The Narmada, unlike the Himalayan rivers, does not originate from glaciers, but in a forest of sal trees in Amarkantak. The roots of these lofty trees hold rainwater and gradually release it, replenishing the river’s catchment area. But in the late 1990s, the sal-borer pest wreaked havoc in nearly 1,50,000 hectares, including the Narmada’s catchment area. The river is yet to recover from the ravages.
MP Chief Minister Shivraj Singh Chouhan has talked of reviving sal forests. But the sal is a self-generating tree. Replanting it, though theoretically not impossible, requires much more effort compared to regenerating other forests. The Namami Devi Narmade website has nothing on how the government intends to go about this endeavour, beyond platitudes about “involving people”. It has nothing
on preventing future sal-borer epidemics, which as history shows, occur every few decades. Containing the pest would require coordinating with neighbouring states, UP, Chhattisgarh and Odisha.

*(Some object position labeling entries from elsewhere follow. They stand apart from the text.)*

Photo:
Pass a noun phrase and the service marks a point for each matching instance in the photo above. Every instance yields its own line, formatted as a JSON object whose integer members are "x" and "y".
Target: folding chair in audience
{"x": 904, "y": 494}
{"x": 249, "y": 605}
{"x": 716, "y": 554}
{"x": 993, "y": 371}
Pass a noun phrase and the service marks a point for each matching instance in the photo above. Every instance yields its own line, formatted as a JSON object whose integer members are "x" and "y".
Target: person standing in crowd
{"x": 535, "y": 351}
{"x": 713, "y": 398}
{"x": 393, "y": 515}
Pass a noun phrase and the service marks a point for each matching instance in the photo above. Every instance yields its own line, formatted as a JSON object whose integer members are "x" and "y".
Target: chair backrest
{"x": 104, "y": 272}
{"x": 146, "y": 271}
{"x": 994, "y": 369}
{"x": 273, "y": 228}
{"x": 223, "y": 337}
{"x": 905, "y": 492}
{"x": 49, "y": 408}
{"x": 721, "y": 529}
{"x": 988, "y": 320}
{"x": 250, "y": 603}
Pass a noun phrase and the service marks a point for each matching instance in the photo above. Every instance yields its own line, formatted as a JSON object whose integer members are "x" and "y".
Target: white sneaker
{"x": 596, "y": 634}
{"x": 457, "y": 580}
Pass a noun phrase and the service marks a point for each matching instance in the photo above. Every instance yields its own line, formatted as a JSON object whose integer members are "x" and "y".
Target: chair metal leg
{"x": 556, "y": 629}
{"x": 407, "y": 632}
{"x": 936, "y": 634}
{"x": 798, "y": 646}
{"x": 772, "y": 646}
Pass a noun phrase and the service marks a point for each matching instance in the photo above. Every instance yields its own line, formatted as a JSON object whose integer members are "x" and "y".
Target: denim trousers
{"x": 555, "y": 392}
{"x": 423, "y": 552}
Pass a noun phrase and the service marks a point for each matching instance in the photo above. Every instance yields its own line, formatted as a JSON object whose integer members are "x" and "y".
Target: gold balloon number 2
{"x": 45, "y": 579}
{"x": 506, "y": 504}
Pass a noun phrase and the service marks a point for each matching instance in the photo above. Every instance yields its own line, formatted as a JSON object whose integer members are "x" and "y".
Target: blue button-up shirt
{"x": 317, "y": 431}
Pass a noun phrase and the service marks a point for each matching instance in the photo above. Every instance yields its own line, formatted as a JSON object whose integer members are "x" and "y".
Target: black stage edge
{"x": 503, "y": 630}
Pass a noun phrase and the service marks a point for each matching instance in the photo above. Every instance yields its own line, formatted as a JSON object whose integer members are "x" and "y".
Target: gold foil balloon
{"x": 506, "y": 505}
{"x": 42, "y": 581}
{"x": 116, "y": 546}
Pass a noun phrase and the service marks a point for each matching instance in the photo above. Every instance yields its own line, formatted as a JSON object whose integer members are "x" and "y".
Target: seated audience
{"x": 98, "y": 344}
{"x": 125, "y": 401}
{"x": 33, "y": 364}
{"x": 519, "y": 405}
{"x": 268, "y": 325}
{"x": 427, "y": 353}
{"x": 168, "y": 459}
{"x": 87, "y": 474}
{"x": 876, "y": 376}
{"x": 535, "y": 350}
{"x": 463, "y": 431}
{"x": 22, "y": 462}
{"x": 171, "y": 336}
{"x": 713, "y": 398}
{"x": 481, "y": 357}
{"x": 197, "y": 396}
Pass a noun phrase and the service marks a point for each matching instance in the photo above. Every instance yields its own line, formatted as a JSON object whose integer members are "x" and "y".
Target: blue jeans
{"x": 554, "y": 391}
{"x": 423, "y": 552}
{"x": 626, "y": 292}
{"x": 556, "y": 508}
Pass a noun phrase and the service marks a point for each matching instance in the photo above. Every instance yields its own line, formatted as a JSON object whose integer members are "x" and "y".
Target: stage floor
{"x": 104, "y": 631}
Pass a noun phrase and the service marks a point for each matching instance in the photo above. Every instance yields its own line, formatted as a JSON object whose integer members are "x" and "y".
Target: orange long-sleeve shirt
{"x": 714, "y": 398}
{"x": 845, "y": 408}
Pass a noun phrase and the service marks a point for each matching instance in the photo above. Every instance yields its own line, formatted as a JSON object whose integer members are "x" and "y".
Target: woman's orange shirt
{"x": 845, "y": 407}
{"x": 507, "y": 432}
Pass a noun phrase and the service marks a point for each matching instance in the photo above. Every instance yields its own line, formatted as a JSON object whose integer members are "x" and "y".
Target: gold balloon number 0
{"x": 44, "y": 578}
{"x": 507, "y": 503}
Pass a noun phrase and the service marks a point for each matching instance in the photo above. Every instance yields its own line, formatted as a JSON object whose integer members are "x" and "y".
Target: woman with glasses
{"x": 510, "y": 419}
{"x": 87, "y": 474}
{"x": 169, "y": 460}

The sal-borer pestilence of the 1990s hurt the Narmada much more compared to the previous epidemics because pollution was already taking a toll of the river. Reports of the Madhya Pradesh Pollution Control Board incriminate municipal waste for the poor health of the river. So does a study in the International Journal of Chemical Studies, published last year, which shows that industrial discharge and domestic waste from at least 10 cities,
including Jabalpur, Omkareshwar and Hoshangabad, have rendered the Narmada’s water unfit for drinking. The Narmada rejuvenation plan does envisage sewage treatment plants (STPs) to treat such waste. But given that a majority of the population of cities in MP lives outside the sewerage network — much like most parts of the country — STPs will clean a very small fraction of the dirt that flows into the heavily-dammed Narmada. Given that the plan to clean the Narmada is still in a nascent state, the state government would do well to address these shortcomings. Otherwise, the so-called “people’s movement” could come a cropper.